From Our Correspondent
Guwahati, February 13, 2018
Worried over frequent death of elephants under trains, a group of wildlife activists has moved the railway ministry with a request to adopt the mitigation measures adopted by Rajaji National Park in Uttarakhand to avoid such incidents in Assam, Bengal, Jharkhand, Odisha, Tamil Nadu and Kerala.
The group submitted a memorandum to railway minister Piyush Goyal last week in which they said lack of stringent enforcement of speed limit regulations in sensitive wildlife zones and corridors and negligible mitigation measures result in the elephants’ sufferings.
They said at least 120 elephants have died in the country between 2009-2017 after being hit by trains. Assam, North Bengal and Tamil Nadu-Kerala border have reported maximum incidents.

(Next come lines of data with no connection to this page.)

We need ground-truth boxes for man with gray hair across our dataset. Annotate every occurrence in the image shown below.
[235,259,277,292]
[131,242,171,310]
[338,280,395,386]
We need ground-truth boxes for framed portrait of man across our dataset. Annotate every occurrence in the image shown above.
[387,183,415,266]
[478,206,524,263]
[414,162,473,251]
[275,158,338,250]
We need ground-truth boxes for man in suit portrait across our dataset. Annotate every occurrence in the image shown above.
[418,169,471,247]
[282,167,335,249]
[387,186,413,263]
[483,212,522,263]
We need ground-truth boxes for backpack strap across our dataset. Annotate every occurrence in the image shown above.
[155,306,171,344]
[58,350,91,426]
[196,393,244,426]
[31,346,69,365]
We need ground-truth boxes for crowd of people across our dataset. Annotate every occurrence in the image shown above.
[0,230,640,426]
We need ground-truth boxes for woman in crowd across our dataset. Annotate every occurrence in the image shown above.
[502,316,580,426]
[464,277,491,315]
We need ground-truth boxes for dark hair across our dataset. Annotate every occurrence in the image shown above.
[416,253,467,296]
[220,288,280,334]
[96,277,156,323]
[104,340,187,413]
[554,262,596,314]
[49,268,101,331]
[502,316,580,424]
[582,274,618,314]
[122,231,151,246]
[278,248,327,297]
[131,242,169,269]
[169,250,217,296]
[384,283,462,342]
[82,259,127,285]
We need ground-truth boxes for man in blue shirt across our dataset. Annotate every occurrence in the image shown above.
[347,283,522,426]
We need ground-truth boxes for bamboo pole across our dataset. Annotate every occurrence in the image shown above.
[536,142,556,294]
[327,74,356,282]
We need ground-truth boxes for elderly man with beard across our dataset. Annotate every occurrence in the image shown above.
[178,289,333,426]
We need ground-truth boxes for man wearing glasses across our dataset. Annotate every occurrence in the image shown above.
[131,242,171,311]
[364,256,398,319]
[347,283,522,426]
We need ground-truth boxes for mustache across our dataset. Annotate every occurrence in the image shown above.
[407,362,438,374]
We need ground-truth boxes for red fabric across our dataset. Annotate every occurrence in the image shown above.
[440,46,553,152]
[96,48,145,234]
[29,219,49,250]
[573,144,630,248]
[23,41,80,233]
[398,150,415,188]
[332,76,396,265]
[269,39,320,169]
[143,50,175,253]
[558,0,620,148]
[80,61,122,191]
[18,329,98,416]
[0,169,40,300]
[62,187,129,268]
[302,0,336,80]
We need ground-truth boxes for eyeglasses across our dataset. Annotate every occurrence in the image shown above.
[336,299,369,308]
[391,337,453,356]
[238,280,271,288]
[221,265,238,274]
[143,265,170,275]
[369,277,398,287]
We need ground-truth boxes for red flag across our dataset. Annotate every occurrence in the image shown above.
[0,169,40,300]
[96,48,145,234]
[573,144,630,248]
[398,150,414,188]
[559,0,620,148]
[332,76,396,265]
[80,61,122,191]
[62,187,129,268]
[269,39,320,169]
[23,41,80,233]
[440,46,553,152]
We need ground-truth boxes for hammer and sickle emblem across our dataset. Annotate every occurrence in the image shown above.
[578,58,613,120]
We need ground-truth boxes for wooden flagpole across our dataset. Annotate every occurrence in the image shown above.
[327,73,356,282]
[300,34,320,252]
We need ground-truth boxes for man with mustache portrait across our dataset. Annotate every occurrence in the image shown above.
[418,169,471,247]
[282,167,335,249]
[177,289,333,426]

At least 45 elephats have died in Assam alone after being hit by trains or in electrocution since November last year.
The memrandum said concrete measures taken by forest, railway and wildlife groups have checked mishaps in the Rajaji national park where at least 20 elephants had died on tracks between 1987 and 2002.
“The measures taken up by the national park included massive awareness programmes in identified sensitive zones, clearing the visibility-hindering vegetation along sharp bends to allow train drivers and guards to see the elephants and declaring caution zones for speed limit by trains. Railway patrolling units were also set up to monitor elephant movement near the tracks and wireless sets provided to the guards. These can be replicated, improved and enforced in other parts of the country, especially in sensitive locations where fatality rates are high,” said the memorandum.
Killing of six elephants by the Guwahati-Naharlagun Express on December 10 last year in Sonitpur district and five others by another train in Hojai district in central Assam on Sunday night have shocked many in the state.
The memorandum was signed by Bittu Sahgal, founder of Sanctuary Nature Foundation, Debi Goenka of Conservation Action Trust, Devangshu Nandi, volunteer of Green Army, Bangalore, Dinesh Kumar, director of Vanabandhu NRM&S Pvt. Ltd, Anish Andheria, president of Wildlife Conservation Trust, Deepak Apte, director of Bombay Natural History Society, Joydip Kundu, general secretary of SHER, Kedar Gore, director of The Corbett Foundation, Prerna Singh Bindra, former member of the National Board for Wildlife and Rituraj Phukan, secretary general of Green Guard Nature Organisation, among others.